Pursuant to the agreement, the CFIA and USDA have granted a six-month extension to allow approved facilities to continue to export certain animal products, by-products and pet foods (Animal Products) without the required annual inspections. Specifically, pending annual inspections for no-change renewals are postponed until the agreement expires on September 30, 2020. However, new facilities, new permits, and amendments to permits will continue to require new or revised inspections.
Exporting to the United States
For Canadian Animal Products facilities that require a CFIA Facility Inspection Checklist (Bovine Spongiform Encephalopathy [BSE] Questionnaire) in order to export to the United States, those checklists will be valid for up to six months after being signed by a CFIA veterinary inspector.
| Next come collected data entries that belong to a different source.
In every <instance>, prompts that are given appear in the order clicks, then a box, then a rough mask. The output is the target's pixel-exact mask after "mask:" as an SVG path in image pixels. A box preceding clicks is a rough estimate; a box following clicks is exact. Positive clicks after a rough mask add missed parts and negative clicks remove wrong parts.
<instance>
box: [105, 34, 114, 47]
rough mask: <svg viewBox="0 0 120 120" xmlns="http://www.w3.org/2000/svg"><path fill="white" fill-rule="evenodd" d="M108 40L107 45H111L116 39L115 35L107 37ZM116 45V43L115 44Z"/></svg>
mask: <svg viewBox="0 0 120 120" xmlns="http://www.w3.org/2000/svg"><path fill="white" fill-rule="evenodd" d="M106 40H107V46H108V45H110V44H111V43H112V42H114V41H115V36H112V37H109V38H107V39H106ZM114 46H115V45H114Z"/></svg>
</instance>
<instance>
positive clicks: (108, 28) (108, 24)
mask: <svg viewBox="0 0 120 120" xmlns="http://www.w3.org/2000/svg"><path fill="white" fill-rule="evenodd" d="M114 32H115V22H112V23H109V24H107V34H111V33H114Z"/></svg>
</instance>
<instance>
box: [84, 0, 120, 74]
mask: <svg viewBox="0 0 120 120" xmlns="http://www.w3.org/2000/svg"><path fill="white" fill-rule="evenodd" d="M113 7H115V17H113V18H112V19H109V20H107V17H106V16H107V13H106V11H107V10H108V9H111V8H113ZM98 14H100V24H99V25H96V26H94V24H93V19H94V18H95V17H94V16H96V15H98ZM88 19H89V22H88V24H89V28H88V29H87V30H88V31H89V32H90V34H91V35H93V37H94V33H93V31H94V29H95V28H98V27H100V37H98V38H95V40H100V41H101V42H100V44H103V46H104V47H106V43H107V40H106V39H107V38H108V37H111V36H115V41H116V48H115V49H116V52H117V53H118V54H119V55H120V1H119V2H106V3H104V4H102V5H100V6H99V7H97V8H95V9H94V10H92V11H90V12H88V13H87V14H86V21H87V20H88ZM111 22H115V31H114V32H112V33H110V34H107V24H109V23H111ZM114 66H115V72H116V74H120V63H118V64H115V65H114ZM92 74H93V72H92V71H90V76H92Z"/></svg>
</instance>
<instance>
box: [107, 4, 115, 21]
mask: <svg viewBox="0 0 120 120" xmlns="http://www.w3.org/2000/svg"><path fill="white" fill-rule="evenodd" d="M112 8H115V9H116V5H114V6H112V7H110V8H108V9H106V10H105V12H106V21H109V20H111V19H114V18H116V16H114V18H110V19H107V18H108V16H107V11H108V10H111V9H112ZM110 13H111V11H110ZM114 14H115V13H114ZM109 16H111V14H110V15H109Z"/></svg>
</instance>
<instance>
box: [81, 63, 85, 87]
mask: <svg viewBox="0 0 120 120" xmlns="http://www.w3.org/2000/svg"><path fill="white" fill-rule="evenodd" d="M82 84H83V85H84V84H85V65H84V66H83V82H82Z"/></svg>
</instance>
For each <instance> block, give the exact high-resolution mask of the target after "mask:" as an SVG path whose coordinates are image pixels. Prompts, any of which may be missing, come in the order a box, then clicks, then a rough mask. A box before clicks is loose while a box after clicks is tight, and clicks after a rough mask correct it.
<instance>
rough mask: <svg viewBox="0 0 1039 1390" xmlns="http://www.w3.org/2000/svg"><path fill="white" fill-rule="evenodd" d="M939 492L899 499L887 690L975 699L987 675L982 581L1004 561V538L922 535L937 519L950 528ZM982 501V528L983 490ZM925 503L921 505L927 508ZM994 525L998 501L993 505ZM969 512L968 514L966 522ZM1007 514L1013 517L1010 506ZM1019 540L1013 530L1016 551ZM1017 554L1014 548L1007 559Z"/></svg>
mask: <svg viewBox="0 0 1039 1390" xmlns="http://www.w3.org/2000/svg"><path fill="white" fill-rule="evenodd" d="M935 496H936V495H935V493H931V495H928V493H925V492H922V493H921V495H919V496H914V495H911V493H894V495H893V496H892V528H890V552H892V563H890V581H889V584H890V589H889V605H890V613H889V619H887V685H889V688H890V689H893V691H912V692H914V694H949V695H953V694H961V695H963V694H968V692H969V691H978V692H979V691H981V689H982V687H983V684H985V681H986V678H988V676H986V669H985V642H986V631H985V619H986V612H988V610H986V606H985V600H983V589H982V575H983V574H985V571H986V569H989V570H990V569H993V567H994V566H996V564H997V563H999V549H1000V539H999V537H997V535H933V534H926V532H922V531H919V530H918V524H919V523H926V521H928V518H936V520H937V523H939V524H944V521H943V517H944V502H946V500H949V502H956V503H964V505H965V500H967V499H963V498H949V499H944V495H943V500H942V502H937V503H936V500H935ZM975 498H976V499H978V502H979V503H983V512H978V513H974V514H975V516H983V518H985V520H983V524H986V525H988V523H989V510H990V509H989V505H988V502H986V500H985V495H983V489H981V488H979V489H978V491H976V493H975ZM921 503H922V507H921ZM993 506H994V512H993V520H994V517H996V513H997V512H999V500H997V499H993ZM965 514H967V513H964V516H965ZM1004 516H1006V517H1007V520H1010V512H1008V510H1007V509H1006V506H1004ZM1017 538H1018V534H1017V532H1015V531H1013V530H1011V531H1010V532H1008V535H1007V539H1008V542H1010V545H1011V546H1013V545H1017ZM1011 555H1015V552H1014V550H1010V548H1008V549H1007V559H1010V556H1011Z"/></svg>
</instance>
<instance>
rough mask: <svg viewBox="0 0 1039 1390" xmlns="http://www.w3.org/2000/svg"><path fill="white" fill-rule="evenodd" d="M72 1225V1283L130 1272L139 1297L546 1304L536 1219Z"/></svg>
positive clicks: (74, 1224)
Export certificates for Animal Products will continue to be endorsed by the CFIA for up to six months past the inspection validity expiration date.
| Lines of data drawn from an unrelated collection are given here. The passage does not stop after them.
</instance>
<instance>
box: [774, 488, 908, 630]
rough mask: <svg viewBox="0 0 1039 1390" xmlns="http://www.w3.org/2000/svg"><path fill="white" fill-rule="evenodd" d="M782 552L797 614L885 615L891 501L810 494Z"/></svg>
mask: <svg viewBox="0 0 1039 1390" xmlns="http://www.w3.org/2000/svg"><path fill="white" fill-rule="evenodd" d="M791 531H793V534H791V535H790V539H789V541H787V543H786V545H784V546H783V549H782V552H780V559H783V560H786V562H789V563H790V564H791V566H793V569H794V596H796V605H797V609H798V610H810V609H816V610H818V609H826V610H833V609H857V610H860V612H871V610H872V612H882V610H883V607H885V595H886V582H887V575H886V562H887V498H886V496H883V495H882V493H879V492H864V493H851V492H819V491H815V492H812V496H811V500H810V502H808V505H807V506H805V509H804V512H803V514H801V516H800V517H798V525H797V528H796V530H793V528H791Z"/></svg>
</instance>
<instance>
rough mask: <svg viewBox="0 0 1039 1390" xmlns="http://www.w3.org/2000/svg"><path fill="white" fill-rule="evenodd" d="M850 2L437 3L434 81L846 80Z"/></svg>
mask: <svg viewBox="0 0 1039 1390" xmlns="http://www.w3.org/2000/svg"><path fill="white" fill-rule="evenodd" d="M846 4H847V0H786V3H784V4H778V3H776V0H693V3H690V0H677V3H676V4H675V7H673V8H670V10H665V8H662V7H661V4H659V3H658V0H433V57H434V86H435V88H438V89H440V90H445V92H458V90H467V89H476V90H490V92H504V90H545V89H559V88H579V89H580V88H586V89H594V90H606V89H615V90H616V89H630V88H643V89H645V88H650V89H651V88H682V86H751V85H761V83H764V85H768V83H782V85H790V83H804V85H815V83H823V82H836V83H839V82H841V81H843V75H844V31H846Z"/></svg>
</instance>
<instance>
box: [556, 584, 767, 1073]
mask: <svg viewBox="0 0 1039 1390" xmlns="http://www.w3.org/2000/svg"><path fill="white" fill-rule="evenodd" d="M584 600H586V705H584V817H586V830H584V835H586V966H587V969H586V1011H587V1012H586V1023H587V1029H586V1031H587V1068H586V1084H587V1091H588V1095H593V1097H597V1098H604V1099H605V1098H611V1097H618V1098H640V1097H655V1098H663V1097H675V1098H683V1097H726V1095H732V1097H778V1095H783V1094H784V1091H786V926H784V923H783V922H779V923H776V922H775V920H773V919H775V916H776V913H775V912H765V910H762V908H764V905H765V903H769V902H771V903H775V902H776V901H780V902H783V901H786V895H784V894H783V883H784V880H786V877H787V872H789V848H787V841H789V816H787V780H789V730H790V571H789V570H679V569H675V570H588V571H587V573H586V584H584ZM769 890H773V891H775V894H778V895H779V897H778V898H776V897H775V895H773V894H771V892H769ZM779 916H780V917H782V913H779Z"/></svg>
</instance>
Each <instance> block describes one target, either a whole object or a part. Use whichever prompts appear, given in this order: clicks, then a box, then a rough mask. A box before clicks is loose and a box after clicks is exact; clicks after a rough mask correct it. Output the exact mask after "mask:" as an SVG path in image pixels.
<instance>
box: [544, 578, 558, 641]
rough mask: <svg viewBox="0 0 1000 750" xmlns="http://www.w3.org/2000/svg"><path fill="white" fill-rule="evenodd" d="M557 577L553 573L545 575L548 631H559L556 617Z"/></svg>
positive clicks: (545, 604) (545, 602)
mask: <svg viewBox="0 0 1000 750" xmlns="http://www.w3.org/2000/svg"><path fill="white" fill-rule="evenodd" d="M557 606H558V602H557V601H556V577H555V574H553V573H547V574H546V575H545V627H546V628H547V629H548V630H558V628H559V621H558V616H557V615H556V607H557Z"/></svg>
However, facilities producing thermally processed pet food requiring Veterinary Services Special Authorization Letters in order to export to the United States must directly request an extension by emailing their current authorization to NCIE.Inspection.Docs@usda.gov
Importing from the United States
For Animal Products facilities in the United States that require a USDA Animal and Plant Health Inspection Service facility inspection prior to the issuance of a CFIA import permit, a six-month extension has been granted on the date the permit is valid without re-inspection.
Export certificates will be endorsed by the USDA for up to six months past the inspection validity expiration date.
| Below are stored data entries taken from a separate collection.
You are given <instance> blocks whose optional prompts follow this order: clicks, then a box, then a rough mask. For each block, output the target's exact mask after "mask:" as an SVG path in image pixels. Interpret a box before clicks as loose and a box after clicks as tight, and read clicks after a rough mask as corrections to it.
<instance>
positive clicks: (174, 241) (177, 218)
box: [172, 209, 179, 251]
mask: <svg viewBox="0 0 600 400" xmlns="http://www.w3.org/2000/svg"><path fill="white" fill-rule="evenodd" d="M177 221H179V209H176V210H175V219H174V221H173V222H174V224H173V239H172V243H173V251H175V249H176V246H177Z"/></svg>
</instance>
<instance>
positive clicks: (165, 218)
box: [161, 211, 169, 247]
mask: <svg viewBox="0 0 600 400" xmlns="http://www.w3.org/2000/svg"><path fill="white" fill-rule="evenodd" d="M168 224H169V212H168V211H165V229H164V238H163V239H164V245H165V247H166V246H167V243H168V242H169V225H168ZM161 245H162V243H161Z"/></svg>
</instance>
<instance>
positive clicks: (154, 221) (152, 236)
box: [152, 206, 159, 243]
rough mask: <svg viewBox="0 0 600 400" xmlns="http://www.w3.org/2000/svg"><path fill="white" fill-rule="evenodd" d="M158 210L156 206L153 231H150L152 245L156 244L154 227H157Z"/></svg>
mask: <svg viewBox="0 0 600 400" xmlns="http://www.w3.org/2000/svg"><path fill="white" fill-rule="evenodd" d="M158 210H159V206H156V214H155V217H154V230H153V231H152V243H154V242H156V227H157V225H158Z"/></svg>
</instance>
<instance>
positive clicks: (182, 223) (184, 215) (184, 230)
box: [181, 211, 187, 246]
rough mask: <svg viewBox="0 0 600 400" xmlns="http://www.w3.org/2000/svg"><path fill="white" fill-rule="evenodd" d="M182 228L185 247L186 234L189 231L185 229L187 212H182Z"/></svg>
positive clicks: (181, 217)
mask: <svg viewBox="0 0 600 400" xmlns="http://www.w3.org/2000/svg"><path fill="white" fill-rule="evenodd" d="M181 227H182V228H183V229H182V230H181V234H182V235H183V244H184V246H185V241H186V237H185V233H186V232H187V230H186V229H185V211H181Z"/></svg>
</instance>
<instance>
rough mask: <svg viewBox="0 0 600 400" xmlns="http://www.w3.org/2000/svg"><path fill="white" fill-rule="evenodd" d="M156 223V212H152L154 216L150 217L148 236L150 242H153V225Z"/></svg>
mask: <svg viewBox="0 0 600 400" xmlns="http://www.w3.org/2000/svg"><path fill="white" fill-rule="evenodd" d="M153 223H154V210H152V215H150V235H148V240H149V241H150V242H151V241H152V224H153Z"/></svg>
This agreement is in effect immediately and will continue until September 30, 2020. It serves two important functions for the CFIA and the Canadian food supply more generally:
- it is consistent with the CFIA’s business continuity plan of temporarily suspending low-risk activities that do not immediately affect the production of safe food for Canadians so that it may prioritize those activities critical to the integrity of Canada’s food safety system; and
- it is expected to maintain the bilateral trade flow of Animal Products during the pandemic without undue delay.